Vier mutmaßliche "Reichsbürger" stehen seit Dienstag in München vor Gericht, weil sie falsche Urkunden für einen "Bundesstaat Bayern" erstellt und verkauft haben sollen. Die drei Männer und eine Frau hätten sich selbst für die administrative Regierung dieses nicht existierenden Bundesstaats gehalten, hieß es in der vor dem Landgericht München II zum Prozessauftakt verlesenen Anklageschrift. Das Quartett habe es deshalb als Aufgabe gesehen, den "Bundesstaat Bayern" seit Dezember 2015 von einer Gemeinde im Landkreis Ebersberg aus in wechselnder Besetzung zu verwalten.

Nach Überzeugung der Staatsanwaltschaft gingen die Angeklagten davon aus, der "Bundesstaat Bayern" sei einer von fünf sogenannten Gliedstaaten des "Deutschen Reiches" gewesen, das sie wiederbeleben wollten. Dazu sollen sie sich selbst Urkunden ausgestellt haben, die sie als Hoheitsträger, zum Beispiel als vermeintliche Ministerpräsidentin, auswiesen. Sie sollen aber laut Anklage auch vermeintlichen Angehörigen des "Bundesstaats Bayern" falsche Urkunden wie "Heimatscheine" verkauft haben.

Bis Dezember 2020 sollen vermeintliche Angehörige demnach mindestens 299 unechte Urkunden beantragt haben. Für die Herstellung der falschen Dokumente hätten die Angeklagten mehrere Tausend Bögen Papier, Präge- und Stempelutensilien erworben. In der Anklageschrift sind mehrere Gelegenheiten aufgelistet, wann die Angeklagten ihre unechten Dokumente bei öffentlichen Stellen genutzt haben sollen, um ihre vermeintliche Staatsangehörigkeit zu beweisen. Auch eine Staatskasse sei eingerichtet worden.

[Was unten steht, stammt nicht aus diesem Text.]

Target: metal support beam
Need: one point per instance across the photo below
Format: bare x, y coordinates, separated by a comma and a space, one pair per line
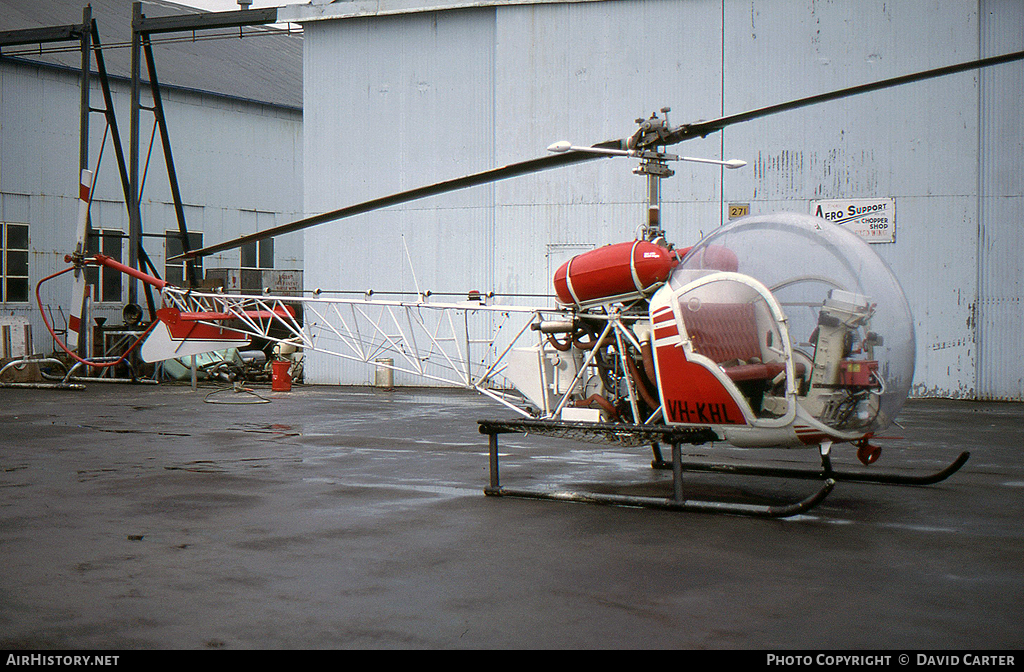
158, 110
134, 211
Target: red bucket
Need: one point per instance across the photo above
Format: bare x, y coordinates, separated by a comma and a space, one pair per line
281, 380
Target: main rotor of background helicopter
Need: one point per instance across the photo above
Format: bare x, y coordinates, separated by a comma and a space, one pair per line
652, 133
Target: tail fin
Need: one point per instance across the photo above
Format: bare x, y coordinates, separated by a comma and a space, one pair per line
78, 306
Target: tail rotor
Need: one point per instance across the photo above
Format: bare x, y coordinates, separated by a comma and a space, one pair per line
78, 320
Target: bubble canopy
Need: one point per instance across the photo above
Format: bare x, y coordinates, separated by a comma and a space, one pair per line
812, 265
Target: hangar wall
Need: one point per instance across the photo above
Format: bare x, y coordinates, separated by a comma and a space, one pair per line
395, 101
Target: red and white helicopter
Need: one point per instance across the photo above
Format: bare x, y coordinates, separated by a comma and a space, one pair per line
775, 331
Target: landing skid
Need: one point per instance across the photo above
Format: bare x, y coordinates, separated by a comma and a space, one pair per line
634, 435
825, 472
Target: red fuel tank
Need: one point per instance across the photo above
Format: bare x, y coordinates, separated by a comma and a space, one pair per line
613, 273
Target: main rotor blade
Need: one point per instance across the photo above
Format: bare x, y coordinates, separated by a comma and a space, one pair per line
700, 129
483, 177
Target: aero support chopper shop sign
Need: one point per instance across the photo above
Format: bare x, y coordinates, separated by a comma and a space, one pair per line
872, 219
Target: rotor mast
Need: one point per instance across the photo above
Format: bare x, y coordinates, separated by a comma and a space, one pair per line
654, 165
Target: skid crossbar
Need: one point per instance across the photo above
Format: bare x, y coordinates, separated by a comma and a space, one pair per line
633, 434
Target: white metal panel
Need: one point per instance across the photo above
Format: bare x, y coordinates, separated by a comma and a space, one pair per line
229, 156
396, 103
916, 143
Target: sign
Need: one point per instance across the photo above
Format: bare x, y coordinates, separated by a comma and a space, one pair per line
872, 219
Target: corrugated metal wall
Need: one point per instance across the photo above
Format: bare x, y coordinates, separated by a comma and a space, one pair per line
398, 101
231, 158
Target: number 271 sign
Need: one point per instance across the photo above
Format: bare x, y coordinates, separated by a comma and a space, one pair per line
872, 219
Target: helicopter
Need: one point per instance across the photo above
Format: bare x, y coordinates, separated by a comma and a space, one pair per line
773, 331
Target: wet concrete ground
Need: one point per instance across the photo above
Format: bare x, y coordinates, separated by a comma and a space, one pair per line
163, 517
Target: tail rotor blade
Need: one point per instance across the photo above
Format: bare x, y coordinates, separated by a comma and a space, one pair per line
492, 175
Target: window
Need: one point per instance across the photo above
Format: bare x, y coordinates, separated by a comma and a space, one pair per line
105, 283
14, 263
174, 271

Sogenannte "Reichsbürger" berufen sich grundsätzlich darauf, dass das 1871 mit einem Kaiser an der Spitze gegründete historische Deutsche Reich fortbestehe und nicht mit Ende des Zweiten Weltkriegs 1945 untergegangen sei. Deshalb erkennen sie die Bundesrepublik Deutschland nicht an - und auch nicht deren rechtsstaatliche Strukturen wie Parlament oder Gesetze. Sie wollen auch keine Steuern, Bußgelder oder Sozialabgaben zahlen.

Die sogenannten "Reichsbürger" sind keine einheitliche Bewegung: Einige sehen sich als Staatsoberhäupter ihres eigenen kleinen Reiches mit eigenen Ausweisen und Nummernschildern. Diese nennt der Verfassungsschutz Selbstverwalter. Das Bundesamt geht insgesamt von rund 23.000 Menschen aus, die der Szene angehören.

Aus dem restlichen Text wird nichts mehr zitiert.